You’ll all seen the damage dog pee can do to a lawn due to excess salt, right? Well, you wouldn’t want to have the same problem in your garden!
What About the Stink?
There won’t be any, not if you use it fresh. Fresh urine is essentially odorless (unless you’ve just eaten asparagus: more about that here) or you have a urinary tract infection (in which case, see a doctor). But if you leave urine sitting around, bacteria start breaking down the odorless urea into ammonia and that smells. Once in the ground (and dilute to boot), soil microbes will prevent any smell.
Peeing in the Compost
Alternatively, urine can be used in your compost bin where it’s high nitrogen content will stimulate faster decomposition. It isn’t even necessary to dilute urine when you apply it to compost. Send the menfolk out and they can apply it directly!
Is Urine Safe?
Urine is considered sterile when it leaves the body, so using fresh urine is not a problem. When it’s stored, that’s a different story. However, there are pros and cons about the use of stored urine. I’ll let you look into that yourself, but be forewarned, even scientific opinions vary widely.

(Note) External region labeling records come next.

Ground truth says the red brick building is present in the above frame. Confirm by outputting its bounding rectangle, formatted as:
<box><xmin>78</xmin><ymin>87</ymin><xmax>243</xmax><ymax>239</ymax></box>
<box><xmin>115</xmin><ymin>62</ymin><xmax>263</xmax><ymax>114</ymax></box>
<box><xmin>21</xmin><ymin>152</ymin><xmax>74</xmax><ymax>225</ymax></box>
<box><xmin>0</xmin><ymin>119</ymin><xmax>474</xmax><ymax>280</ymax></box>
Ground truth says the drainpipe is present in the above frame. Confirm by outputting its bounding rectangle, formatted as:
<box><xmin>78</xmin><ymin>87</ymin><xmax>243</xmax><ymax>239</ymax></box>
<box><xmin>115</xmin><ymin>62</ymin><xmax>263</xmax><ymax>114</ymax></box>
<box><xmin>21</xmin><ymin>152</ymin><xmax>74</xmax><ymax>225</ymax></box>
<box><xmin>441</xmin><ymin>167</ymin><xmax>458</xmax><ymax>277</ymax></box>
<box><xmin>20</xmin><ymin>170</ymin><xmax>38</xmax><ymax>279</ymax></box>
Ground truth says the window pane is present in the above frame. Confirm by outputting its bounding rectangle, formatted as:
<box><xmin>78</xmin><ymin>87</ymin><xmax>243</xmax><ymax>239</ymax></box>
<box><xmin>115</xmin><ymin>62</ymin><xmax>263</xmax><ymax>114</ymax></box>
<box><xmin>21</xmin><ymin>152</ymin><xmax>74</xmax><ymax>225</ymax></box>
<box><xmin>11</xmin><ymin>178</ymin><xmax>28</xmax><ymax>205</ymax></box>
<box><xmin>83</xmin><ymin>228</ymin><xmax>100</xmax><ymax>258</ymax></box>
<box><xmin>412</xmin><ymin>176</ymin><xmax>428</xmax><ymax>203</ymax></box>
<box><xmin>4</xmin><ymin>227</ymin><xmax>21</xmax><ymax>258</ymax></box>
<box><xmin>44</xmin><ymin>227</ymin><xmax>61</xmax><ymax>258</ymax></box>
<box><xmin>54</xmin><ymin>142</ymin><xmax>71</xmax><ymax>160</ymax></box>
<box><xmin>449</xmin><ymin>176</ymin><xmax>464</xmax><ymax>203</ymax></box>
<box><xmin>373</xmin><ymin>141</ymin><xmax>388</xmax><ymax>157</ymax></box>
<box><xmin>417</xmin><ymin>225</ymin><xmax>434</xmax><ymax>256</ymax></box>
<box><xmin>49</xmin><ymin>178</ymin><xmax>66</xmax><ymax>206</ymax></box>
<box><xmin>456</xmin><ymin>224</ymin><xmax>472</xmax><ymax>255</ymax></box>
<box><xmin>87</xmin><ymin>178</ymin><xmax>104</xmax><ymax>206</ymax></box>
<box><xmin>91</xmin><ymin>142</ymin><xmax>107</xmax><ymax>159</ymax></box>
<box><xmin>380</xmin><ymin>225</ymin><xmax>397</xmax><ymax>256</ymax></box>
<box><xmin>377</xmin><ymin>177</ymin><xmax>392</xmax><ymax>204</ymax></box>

Can you apply urine to edible plants (vegetables, herbs, etc.)? Sure! The recommendation is to apply it to the soil at the base of the plants, not to the foliage. Also, it’s best to stop fertilizing with urine 3 to 4 weeks before harvest.
But what if you are taking medication or know you have a UTI (urinary tract infection)? Again, opinions vary. Some experts say not to worry, that the drug residues and microbes the urine might contain will degrade on contact with the soil which is, after all, full of greedy microbes. But other experts recommend against using urine in the garden if you are on medications or know you have a UTI. So, who to believe?
Personally, I would tend to err on the side of caution in this case and to avoid the use of urine if you’re taking medications or have a UTI.
Will I personally be using urine in my own gardens? No, but at least I have a good excuse now: I seem to be taking a whole host of medicines due to my doddering old age. Just a few years ago, though, I could logically have done it… but I never dared to. Yep, I confess: the yuck factor held me back.
So, be braver than me and save the planet one pee at a time.